Film Review: Stonewall

Rebuild an active LGBT movement

Mary Finch, Leeds Socialist Party

Within a week of the trailer for the film Stonewall being released, 22,000 people signed a petition calling for it to be boycotted. Stonewall purports to tell the history of the LGBT (lesbian, gay, bisexual and trans) struggle for equality.

On the night of 27 June 1969 New York police, like they had so many times before across the USA, raided the Stonewall Inn LGBT bar, arresting some of the patrons. The local LGBT community immediately exploded in anger, ejecting the police from the area, and freeing the arrested. These protests sparked massive organisation of LGBT people to fight for their rights.

This new film wrote out some major characters – the people who led the Stonewall riots, and the subsequent movement for liberation and equality, but are less palatable to the whitewashed image Hollywood wants to present.

The film is based around a fictional white, gay man. But Marsha Johnson, a black transgender woman, appears in the film with only a minor role. Historically she is credited with instigating the riots. Sylvia Rivera, a Latina transgender woman and another key figure in the riots, was replaced with a fictional male character.


Petitioners say those ‘who began the riots do not seem to be credited with such revolutionary acts’. Stonewall was revolutionary. Before the riots, and the mass liberation movement, police raids and arrests in LGBT bars was commonplace, as were attacks and murders that were rarely prosecuted.

After Stonewall the LGBT community demanded the same rights, safety, and freedom from harassment and violence that everyone else enjoys. We should reclaim our history.
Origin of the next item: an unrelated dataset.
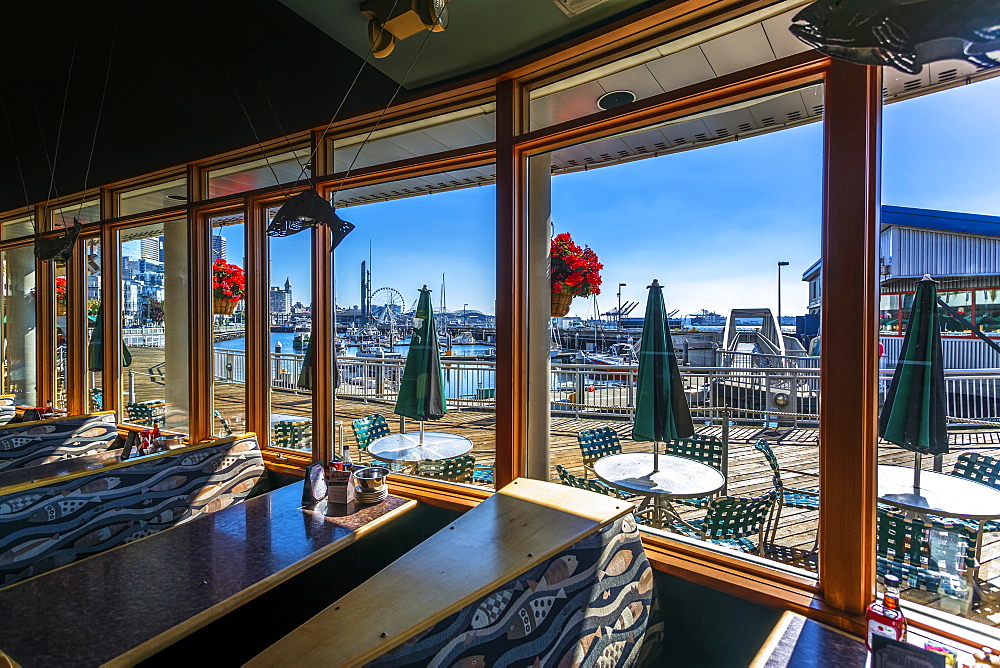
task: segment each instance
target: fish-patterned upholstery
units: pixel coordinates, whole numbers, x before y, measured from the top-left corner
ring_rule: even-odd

Ultimately, the LGBT movement of the 1970s failed to make the necessary conclusions that class society, where a tiny elite hoard wealth at the expense of the rest, will always be one of divide and rule.

Meanwhile, young people kicked out of their homes by homophobic or transphobic parents often have nowhere to go, and end up homeless. Asylum seekers are often deported to their home countries, back to persecution. LGBT people are disproportionately more likely to suffer mental health problems. The working class majority were left to keep suffering capitalism’s devastating effects.

We need to rebuild an active movement, demanding whatever steps towards equality we can win under capitalism, but ultimately fighting for a democratic socialist society.

By nationalising the wealth of the 1%, and democratically planning its use, we can harness vast resources to provide jobs, homes and services for LGBT people.

We can render divide and rule tactics obsolete. With no ruling class, there is no longer a need for oppression. Only a decisive break with capitalism can win genuine liberation!